The truth is that almost no one would say the mean stuff they say online to someone else’s face. People are generally polite and non-confrontational in-person.
So what do we do with this asymmetry? How do we respond when the primal fear of social rejection gets triggered by faceless strangers who will never face consequences for their words?
The knee-jerk reaction is to either fight back or spiral into self-doubt. But there's a third option: use it as a mirror.
I need to honestly assess the intent of the post that incited such comments. Do I judge or disdain other people’s choices? How could I have worded things more compassionately to avoid generating such inflammatory reactions? In what ways am I still not trusting God’s plan?
It's possible to find the pure heart underneath the cursory emotion—the recognition that nothing about the situation needs to be changed, only surrendered. If you strongly believe in something counterculture, as I do on this topic, expect blowback.

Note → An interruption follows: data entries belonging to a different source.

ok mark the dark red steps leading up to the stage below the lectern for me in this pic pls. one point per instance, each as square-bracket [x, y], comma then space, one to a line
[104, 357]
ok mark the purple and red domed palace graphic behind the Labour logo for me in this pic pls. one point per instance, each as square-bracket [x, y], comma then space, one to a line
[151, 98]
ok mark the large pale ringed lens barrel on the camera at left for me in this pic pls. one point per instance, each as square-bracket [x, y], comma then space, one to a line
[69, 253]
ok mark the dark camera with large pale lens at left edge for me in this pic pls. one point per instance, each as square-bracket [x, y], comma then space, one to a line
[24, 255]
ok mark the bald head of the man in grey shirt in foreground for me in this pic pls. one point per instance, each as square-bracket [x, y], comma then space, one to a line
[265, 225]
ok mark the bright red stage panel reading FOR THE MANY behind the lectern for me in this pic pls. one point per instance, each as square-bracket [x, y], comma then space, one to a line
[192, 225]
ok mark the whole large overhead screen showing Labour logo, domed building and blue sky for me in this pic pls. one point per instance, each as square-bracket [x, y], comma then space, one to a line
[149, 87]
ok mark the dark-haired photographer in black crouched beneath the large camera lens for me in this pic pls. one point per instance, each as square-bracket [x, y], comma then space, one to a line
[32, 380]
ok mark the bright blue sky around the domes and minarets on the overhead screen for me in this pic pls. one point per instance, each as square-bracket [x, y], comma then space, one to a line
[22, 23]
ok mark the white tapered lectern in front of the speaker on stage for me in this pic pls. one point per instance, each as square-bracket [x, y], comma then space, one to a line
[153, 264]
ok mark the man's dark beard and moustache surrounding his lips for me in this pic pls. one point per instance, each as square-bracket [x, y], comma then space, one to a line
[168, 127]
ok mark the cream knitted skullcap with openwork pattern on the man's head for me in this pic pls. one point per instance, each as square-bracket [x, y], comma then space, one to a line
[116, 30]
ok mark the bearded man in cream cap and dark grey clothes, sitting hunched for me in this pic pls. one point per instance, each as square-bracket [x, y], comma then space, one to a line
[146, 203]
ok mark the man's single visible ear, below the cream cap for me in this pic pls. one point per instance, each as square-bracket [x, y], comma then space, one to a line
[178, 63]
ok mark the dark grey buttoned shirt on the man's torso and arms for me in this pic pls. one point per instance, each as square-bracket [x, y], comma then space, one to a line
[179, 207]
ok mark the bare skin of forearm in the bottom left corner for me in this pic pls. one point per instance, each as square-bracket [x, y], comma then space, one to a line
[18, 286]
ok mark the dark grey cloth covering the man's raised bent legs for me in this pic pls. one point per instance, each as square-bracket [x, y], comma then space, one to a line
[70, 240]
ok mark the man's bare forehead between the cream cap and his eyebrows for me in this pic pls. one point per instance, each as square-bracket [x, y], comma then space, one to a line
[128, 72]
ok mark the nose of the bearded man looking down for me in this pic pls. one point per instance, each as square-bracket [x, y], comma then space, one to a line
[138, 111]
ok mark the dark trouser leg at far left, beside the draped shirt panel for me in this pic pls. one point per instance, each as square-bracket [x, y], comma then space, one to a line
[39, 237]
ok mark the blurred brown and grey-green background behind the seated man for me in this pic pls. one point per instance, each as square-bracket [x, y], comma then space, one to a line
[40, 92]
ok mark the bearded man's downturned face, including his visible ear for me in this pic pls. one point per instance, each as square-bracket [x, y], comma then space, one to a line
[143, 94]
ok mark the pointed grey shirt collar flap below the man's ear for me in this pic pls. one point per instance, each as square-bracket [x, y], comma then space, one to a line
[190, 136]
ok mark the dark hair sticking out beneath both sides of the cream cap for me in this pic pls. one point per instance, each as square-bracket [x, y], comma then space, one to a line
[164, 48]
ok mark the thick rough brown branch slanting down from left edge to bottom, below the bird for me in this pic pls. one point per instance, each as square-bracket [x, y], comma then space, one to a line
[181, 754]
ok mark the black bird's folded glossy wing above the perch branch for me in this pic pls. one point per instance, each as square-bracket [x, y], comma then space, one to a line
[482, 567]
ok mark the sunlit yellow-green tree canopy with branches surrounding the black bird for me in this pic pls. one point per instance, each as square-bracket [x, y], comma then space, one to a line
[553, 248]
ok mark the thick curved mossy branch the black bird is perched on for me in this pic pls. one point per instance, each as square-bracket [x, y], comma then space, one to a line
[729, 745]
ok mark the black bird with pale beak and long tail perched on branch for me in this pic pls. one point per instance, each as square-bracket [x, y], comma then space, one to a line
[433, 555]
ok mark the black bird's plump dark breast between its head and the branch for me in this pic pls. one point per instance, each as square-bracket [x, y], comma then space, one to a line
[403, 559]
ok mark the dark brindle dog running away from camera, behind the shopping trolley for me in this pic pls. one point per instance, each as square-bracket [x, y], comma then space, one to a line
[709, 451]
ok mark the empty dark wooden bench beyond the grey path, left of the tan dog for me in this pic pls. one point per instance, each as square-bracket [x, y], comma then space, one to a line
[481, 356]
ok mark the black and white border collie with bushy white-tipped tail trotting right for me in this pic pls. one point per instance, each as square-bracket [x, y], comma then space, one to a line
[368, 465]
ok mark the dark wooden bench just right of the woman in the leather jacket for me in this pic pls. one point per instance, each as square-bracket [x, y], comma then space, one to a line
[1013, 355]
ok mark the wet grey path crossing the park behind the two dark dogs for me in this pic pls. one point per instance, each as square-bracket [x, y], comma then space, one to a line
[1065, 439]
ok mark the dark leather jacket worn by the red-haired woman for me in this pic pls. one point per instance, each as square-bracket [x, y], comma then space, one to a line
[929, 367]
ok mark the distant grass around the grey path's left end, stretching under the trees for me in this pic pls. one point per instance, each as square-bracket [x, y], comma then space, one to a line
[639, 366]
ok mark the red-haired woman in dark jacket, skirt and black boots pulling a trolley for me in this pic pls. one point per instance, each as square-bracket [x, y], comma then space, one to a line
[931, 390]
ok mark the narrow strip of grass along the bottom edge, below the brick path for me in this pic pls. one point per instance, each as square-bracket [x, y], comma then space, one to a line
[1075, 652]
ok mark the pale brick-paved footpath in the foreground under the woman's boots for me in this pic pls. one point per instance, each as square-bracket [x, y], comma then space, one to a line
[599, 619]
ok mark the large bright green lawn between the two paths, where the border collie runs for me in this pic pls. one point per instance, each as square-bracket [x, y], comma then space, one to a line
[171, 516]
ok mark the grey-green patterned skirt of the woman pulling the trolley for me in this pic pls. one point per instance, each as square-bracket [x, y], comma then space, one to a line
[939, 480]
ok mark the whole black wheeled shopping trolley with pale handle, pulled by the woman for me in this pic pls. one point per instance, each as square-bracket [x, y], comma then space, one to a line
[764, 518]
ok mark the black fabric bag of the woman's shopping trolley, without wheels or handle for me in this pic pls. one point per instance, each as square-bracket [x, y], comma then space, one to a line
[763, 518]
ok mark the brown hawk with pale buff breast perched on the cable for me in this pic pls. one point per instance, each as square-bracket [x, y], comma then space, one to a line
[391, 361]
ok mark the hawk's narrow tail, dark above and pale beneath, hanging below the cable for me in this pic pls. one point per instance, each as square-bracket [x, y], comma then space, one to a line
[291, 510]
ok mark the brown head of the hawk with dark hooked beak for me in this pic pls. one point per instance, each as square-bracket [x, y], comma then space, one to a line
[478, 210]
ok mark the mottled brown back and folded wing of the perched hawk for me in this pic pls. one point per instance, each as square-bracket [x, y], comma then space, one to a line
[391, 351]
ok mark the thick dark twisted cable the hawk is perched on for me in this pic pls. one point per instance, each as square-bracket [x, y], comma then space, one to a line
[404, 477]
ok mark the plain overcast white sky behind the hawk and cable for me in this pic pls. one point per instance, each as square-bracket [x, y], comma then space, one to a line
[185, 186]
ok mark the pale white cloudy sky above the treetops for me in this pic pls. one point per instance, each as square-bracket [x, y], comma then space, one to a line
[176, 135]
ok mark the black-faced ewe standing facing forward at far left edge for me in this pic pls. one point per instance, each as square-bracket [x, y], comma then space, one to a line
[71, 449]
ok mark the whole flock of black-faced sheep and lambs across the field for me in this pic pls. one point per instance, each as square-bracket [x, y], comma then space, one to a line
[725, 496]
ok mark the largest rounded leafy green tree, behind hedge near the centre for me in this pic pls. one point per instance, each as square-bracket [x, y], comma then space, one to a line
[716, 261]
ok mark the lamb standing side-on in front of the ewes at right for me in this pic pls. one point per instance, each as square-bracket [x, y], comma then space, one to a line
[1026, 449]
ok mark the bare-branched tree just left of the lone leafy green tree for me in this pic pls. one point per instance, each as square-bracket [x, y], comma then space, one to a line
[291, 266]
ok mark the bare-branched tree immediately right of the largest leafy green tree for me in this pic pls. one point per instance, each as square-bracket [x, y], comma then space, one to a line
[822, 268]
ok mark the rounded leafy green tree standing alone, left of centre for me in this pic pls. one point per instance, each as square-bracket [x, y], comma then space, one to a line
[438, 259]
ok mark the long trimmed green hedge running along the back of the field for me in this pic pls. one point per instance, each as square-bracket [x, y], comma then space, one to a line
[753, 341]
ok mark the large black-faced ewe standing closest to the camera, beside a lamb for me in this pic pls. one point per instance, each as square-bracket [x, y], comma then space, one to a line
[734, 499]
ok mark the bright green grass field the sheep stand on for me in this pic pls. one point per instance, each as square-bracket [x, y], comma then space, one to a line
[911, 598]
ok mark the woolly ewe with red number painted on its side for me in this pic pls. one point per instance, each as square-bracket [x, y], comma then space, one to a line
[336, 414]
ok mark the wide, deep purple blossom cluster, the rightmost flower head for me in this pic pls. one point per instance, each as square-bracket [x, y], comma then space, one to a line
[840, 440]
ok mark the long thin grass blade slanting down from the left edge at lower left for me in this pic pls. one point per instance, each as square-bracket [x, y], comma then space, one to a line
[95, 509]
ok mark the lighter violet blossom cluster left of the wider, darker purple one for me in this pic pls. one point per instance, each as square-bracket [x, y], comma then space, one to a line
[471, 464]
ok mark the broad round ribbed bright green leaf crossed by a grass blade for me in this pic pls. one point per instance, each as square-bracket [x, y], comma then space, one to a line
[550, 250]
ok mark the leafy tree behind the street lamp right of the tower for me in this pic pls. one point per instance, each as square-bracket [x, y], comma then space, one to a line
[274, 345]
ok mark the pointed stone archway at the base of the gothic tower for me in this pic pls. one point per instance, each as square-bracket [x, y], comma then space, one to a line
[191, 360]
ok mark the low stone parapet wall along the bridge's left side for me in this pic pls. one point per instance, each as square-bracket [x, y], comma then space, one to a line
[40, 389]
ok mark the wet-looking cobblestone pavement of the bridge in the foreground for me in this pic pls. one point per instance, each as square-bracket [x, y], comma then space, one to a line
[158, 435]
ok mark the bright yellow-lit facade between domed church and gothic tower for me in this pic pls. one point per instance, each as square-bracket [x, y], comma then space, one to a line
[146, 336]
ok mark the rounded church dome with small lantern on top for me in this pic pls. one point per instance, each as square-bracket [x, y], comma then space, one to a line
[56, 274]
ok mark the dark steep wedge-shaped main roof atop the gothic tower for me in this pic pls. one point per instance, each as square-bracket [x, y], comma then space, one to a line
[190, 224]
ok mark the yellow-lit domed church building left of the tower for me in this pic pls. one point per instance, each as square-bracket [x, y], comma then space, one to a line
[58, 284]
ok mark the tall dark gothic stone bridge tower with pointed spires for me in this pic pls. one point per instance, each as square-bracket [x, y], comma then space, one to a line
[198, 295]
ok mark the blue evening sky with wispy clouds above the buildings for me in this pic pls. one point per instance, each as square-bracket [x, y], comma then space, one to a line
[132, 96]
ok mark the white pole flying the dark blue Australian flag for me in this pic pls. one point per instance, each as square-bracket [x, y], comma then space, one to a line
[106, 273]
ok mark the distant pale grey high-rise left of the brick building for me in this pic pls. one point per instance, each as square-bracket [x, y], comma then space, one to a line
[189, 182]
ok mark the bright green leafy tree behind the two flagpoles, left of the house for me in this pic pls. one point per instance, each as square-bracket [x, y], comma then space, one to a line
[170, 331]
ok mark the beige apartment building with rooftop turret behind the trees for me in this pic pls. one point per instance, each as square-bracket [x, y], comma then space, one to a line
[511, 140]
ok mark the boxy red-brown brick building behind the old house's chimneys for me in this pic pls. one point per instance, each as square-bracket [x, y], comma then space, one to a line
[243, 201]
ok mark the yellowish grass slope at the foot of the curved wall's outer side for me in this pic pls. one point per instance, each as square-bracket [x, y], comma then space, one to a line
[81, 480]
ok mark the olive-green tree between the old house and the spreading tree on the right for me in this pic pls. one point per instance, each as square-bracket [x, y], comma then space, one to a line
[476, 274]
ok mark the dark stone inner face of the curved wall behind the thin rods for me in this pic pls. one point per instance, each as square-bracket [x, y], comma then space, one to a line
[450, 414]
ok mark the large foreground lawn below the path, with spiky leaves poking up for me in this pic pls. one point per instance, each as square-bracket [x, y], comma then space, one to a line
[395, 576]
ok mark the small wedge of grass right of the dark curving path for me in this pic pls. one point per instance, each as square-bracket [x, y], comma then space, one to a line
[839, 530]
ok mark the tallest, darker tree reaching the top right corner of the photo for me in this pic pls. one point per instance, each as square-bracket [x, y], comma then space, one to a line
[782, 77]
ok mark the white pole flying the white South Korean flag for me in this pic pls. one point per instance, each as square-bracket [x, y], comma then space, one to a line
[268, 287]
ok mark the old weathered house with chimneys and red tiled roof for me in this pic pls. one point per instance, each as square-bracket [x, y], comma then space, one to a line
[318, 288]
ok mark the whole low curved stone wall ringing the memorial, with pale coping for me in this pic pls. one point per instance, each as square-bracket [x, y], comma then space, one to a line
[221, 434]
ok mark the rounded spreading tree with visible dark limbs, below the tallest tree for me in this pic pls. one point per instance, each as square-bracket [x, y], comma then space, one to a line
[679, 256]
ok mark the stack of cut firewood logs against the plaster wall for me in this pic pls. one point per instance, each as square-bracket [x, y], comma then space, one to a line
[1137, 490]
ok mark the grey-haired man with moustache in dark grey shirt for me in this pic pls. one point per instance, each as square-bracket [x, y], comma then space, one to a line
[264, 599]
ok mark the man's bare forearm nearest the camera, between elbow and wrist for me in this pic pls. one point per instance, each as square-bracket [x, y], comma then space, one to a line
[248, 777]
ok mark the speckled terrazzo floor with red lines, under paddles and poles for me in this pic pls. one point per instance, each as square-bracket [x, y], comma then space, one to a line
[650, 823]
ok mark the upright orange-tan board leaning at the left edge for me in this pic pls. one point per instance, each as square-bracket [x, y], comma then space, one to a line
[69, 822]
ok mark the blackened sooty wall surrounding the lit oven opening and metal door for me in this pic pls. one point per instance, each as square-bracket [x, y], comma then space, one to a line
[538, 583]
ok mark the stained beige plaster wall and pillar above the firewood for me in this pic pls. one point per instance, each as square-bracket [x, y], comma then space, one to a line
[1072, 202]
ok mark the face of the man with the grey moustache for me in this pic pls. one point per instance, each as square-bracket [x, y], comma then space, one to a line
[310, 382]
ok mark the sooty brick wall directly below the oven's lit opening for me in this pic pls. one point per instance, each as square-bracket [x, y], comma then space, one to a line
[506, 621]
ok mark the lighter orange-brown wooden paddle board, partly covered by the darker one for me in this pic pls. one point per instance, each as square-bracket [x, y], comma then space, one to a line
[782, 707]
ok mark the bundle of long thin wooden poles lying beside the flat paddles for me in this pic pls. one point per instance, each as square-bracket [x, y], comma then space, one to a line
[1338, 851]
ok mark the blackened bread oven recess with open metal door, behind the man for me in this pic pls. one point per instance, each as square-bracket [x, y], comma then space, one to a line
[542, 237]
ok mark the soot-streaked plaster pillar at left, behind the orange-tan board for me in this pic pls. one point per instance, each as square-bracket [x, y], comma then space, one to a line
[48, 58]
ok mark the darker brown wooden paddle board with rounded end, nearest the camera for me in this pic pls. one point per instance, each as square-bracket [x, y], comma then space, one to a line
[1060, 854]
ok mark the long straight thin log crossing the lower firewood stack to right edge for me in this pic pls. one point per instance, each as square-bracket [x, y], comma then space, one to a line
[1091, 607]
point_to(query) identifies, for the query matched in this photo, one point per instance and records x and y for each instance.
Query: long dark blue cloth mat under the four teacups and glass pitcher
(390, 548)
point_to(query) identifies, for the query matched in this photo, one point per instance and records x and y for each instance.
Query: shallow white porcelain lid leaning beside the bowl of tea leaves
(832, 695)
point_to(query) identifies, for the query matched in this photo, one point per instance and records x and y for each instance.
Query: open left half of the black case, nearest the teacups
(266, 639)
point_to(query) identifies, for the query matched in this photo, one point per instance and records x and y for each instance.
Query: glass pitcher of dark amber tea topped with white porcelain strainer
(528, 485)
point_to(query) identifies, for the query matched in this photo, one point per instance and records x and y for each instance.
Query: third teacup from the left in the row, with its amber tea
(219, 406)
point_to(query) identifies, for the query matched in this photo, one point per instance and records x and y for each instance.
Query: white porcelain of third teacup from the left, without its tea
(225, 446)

Unconventional opinions challenge people's deeply held identifications, and whenever that happens, people will fight tooth and nail to uphold and rationalize their way of life.
Every moment is an opportunity to look in the mirror and hand one’s preferences over to God. The wise use what they see in the reflection to locate leftover greed and hatred within themselves. The unwise defend their stance like their life depends on it.
{Soul}
How often on the journey towards Awakening does the mind get upset by its own impurities?
You judge your anger while meditating, frustrated that you're not peaceful enough. You criticize your doubt during prayer, ashamed that your faith isn't stronger. You resent your wandering attention, convinced you're failing at presence.
But the impurities aren't obstacles to the path—they are the path. Your sin is precisely what qualifies you for grace.
Start broken—that’s the whole point.